O processo de compreensão mais ampla do
cosmo, passando pelo entendimento de como funciona o plano espiritual, as
relações entre os Espíritos, seu progresso ou queda etc., é longo, contínuo e
progressivo. É necessário muito estudo para que não se caia em erros que podem
confundir bastante a consciência e empurrar as pessoas a comportamentos
contrários ao seu progresso moral sob a crença de estarem por meio deles
progredindo.
A caridade exige um estado de paz de
espírito, amor incondicional para consigo primeiramente, algo necessário para
adquirir esse estado, e, ao mesmo tempo, tão importante quanto, amor para com o
próximo na mesma medida do amor para consigo.

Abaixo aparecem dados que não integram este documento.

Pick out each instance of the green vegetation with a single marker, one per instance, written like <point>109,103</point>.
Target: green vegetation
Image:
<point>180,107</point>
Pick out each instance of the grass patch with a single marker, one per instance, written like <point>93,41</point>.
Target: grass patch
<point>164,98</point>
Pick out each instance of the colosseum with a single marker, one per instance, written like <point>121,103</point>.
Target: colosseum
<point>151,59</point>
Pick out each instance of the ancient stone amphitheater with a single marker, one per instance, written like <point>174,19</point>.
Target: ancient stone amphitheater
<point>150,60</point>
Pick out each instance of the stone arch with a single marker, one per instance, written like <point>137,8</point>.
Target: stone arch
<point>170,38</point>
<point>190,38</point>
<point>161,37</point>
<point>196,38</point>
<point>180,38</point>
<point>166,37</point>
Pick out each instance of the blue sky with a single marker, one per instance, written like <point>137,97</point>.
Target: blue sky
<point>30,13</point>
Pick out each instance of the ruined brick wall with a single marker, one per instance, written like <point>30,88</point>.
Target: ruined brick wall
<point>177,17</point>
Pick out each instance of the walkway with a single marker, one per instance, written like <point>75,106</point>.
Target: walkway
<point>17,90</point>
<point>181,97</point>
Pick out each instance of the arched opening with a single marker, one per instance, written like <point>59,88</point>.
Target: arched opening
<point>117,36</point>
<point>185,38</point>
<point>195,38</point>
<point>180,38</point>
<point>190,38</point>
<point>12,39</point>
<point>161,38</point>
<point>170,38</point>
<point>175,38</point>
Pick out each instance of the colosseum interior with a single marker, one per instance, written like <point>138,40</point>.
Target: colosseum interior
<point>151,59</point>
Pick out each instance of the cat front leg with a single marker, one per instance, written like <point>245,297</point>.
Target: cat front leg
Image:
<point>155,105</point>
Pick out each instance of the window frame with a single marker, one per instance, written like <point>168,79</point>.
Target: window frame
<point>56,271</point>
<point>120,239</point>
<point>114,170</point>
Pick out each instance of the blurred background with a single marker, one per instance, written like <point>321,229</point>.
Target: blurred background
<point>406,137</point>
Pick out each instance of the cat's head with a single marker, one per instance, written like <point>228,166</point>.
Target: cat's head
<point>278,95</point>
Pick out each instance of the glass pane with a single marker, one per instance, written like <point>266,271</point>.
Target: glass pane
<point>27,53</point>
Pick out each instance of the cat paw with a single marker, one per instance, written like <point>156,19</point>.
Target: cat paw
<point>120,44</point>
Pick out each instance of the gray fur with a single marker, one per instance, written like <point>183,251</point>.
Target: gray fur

A caridade pode ser feita por um olhar, por
pequenos gestos, por palavras simples, pelo silêncio ao não julgar. Ela é muito
mais ampla do que a prestação de ajuda, como esmolas. Está muito relacionada ao
autoconhecimento e ao conhecimento dos outros, com grande compreensão e
indulgência para com os próprios defeitos e com aqueles dos outros.
Nessa linha, uma das maiores caridades é
ajudar o outro a conquistar esse estado de espírito de caridade e amor
incondicional, é ajudar na transformação do Espírito, não apenas amenizando a
dor de alguém.
Não adianta prestar ajuda se a própria pessoa
caridosa não se ajuda primeiro, mas não se pode esperar ser santo para começar
a ajudar. Mais uma vez, é preciso fugir ao raciocínio linear e perceber que a
evolução para consigo e para com o próximo devem ser realizadas ao mesmo tempo,
mas compreender isso leva à conclusão de que é preciso dedicar tempo aos dois,
procurando sempre se melhorar e melhorar a situação daqueles a nossa volta,
sobretudo dos que mais necessitam.
Com a quantidade de informações hoje disponíveis,
de locais de prestação de ajuda ao próximo e de técnicas para nos melhorarmos e
melhorarmos a situação do próximo, apenas não realiza esse trabalho quem não
entendeu ainda a sua importância ou quem não quer, o que se deve respeitar.
Para finalizar, segue mais um diálogo
brilhante, no qual o mesmo Zé Pelintra referido acima, chamado também de Mago
Cryptrus, explica que o ser humano deve buscar a paz de Espírito própria e
deixar o outro com a paz dele. Ele diz que não é religioso, que é espiritualizado,
mas que existem Espíritos até superiores a ele que têm uma visão mais religiosa
das coisas e que ele obviamente não critica isso:
Na mesma linha do outro vídeo citado,
Cryptrus diz que o “homem de boa vontade” é aquele que busca a sua própria paz
interior sem precisar corromper a paz alheia. Mas, isso significaria que
ninguém deve criticar outras pessoas ou suas ideias? Esse tema, igualmente
complexo e inter-relacionado com a caridade, será objeto de texto futuro.